Cell Wall Structures and their Phylogenetic Implications

The distribution of the various cell wall structures and polymers found in the living world fits together very well with Woese's concept, based on 16S ribosomal RNA sequence similarity, that 3 urkingdoms have emerged from a common ancestor. It is assumed that the common ancestor did not contain a rigid cell envelope, whereas the primitive eubacterial ancestor developed a peptidoglycan sacculus, characterized by muramic acid and a sequence of alternating L- and D-amino acids. This so-called murein occurs in two major structural modifications - monomolecular layer (Gram-negatives) or multilayer (Gram-positives) - and more than 100 chemotypes in all Eubacteria except the Mycoplasmatales. Each chemotype is more or less typical of certain taxa of bacteria. Within the Archaebacteria the cell wall is probably of polyphyletic origin, since no common sacculus or envelope polymer is found. Only after the cell wall-lacking primitive archaebacteria had branched into various physiologically different lines were cell walls independently developed within some of the lines. In the Methanobacteriales a peptidoglycan with a chemical structure quite different from that of murein is found, the so-called pseudomurein, which contains talosaminuronic acid instead of muramic acid and in which D-amino acids are missing. The genus Halococcus exhibits a sacculus consisting of a highly sulfated hetero-polysaccharide containing gulosaminuronic acid, whereas the sacculus of Methanosarcina consists of a different heteropolysaccharide lacking sulfate residues and gulosaminuronic acid. The archaebacteria of all the other groups do not possess a rigid sacculus, but an envelope of protein or glycoprotein subunits or a fibrillary protein sheath enclosing short chains of cells. Only Thermoplasma has not developed any kind of cell envelope.
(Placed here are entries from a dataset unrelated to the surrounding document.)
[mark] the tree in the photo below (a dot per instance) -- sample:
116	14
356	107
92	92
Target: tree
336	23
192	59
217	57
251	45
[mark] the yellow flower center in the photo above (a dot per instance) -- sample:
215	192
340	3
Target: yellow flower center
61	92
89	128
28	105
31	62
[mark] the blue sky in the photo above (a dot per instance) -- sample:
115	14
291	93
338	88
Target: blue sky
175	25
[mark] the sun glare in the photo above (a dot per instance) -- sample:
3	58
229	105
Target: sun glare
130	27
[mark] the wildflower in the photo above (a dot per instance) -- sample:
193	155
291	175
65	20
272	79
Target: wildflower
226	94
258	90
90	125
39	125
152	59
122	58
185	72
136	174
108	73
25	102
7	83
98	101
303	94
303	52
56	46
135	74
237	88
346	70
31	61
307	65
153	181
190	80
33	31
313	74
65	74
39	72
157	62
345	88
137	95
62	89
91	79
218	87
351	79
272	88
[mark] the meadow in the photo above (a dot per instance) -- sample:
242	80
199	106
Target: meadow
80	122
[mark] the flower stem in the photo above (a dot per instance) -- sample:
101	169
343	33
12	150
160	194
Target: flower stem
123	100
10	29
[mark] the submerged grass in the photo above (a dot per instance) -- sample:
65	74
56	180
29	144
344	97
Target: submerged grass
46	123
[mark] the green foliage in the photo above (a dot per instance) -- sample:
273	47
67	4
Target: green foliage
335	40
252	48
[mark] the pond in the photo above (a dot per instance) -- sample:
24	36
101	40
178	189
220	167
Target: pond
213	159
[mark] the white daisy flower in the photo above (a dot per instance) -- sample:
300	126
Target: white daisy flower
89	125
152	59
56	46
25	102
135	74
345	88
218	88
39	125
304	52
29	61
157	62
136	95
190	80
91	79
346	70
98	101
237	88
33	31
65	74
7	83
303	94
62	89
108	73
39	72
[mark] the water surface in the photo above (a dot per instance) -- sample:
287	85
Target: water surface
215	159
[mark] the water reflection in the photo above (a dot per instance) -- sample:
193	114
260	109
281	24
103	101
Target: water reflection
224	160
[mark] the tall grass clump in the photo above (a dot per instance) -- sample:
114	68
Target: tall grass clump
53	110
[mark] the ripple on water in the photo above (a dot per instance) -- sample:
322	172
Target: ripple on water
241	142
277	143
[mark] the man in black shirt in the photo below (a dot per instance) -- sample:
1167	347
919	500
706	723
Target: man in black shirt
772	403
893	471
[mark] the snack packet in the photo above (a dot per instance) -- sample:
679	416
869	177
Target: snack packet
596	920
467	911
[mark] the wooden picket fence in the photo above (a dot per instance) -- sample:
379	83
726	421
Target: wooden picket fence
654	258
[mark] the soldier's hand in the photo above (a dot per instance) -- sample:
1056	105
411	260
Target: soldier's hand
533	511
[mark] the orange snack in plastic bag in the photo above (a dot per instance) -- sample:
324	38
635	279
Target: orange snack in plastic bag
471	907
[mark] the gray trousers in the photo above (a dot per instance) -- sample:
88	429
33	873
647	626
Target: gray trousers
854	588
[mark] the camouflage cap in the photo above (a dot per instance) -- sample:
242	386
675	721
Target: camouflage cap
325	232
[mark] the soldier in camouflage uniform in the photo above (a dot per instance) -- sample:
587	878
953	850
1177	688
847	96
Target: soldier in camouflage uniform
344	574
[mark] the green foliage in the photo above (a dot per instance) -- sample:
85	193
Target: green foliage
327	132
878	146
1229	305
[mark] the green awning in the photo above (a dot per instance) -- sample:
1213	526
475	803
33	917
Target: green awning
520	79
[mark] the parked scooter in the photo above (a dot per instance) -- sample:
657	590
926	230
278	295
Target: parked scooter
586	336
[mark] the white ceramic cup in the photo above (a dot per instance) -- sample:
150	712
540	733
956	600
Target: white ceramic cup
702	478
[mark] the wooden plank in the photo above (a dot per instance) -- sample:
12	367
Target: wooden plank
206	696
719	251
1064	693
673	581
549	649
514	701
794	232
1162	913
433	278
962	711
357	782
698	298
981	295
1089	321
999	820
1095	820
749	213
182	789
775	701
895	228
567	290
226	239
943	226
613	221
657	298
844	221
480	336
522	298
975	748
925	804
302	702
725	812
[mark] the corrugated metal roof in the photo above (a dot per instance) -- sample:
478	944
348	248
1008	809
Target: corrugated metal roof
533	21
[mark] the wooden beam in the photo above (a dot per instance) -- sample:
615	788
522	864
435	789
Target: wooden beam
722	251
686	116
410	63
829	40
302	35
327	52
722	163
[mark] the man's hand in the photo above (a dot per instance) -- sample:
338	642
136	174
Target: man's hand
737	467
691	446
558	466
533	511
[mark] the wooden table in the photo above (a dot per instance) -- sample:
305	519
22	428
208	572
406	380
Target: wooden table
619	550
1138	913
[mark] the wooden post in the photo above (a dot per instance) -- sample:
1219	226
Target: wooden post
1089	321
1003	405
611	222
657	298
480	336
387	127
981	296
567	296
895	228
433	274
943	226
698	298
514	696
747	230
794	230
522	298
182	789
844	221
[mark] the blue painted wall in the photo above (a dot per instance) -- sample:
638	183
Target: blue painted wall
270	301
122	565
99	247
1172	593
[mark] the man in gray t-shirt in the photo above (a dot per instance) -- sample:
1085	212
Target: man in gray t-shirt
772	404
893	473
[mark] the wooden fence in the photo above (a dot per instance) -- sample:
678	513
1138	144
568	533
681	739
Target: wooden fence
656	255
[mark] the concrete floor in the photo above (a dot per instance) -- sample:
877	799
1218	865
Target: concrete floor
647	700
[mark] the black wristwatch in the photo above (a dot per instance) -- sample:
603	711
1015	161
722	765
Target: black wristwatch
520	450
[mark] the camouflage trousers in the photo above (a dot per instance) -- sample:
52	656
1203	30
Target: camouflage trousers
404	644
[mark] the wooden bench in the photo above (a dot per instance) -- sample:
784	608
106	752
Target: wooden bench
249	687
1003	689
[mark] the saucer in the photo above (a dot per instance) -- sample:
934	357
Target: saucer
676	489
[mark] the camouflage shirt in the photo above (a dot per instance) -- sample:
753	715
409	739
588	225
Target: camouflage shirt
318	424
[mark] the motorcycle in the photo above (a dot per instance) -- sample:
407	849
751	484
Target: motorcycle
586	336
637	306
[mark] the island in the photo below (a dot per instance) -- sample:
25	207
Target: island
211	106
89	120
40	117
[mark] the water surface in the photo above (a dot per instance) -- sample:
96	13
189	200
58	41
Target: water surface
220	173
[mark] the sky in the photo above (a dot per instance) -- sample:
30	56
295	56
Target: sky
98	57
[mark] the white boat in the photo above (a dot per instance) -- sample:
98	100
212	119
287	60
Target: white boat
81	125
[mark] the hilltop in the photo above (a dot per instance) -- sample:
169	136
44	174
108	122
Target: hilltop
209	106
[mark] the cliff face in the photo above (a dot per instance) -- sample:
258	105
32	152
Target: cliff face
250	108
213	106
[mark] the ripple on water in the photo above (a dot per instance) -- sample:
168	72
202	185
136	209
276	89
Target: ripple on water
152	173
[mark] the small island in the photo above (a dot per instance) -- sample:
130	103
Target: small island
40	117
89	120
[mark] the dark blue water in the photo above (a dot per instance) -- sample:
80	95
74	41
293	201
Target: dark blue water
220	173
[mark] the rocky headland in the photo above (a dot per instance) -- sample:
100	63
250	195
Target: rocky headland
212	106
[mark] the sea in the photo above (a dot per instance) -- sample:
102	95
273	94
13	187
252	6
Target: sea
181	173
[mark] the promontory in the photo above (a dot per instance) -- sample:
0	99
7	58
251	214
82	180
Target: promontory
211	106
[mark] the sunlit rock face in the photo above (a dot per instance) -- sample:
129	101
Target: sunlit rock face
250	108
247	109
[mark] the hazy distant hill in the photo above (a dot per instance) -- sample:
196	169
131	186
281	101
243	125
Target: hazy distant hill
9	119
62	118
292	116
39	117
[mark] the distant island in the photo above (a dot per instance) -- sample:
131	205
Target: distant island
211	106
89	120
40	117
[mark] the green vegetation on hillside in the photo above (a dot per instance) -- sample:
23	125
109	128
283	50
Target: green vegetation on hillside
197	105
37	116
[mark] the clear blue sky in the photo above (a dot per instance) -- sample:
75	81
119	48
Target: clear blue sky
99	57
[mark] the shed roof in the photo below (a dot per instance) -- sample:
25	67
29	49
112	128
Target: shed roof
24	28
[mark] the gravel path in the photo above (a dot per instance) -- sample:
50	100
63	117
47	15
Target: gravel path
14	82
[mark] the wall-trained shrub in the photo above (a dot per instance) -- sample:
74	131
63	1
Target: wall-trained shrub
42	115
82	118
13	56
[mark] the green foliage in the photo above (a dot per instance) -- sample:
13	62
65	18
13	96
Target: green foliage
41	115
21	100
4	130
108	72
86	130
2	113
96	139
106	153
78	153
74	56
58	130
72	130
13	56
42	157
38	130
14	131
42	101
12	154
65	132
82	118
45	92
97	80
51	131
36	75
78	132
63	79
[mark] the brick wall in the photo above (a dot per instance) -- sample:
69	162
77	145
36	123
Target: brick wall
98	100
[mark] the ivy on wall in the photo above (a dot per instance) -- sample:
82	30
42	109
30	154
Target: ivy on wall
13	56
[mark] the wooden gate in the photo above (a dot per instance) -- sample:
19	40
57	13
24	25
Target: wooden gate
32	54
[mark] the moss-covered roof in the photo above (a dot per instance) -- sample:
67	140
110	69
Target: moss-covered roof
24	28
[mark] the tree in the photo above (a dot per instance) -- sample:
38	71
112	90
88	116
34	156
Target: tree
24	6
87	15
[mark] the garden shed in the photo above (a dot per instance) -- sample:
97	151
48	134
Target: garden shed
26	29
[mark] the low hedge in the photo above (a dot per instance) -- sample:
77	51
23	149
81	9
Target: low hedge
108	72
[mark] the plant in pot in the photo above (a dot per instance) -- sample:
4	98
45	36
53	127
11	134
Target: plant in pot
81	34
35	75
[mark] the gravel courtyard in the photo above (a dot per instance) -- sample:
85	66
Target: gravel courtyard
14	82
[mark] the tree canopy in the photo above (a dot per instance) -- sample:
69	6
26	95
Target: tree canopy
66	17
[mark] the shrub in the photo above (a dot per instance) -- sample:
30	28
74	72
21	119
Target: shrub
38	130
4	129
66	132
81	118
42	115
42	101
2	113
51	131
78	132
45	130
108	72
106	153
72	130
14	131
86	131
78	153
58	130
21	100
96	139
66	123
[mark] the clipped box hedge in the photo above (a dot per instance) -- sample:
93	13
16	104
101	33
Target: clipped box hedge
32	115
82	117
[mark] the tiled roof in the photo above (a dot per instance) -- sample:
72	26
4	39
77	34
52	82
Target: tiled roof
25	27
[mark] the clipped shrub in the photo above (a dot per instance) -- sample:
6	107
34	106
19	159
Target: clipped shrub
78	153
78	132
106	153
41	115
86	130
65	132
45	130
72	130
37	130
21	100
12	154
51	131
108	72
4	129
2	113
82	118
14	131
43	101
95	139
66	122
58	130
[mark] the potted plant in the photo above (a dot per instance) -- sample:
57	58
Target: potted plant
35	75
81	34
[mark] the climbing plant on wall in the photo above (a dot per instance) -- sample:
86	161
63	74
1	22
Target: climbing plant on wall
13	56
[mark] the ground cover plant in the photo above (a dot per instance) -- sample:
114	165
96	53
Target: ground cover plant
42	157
Within the Eucaryotes the cell wall is probably also of polyphyletic origin. Whereas the animals lack a cell wall, plants, fungi and algae are characterized by rigid cell walls consisting of cellulose, chitin and a variety of heteropolysaccharides, respectively. A diagram demonstrating the correlation between the 16S rRNA-relatedness and the distribution of cell wall structures and polymers within the 3 urkingdoms is presented.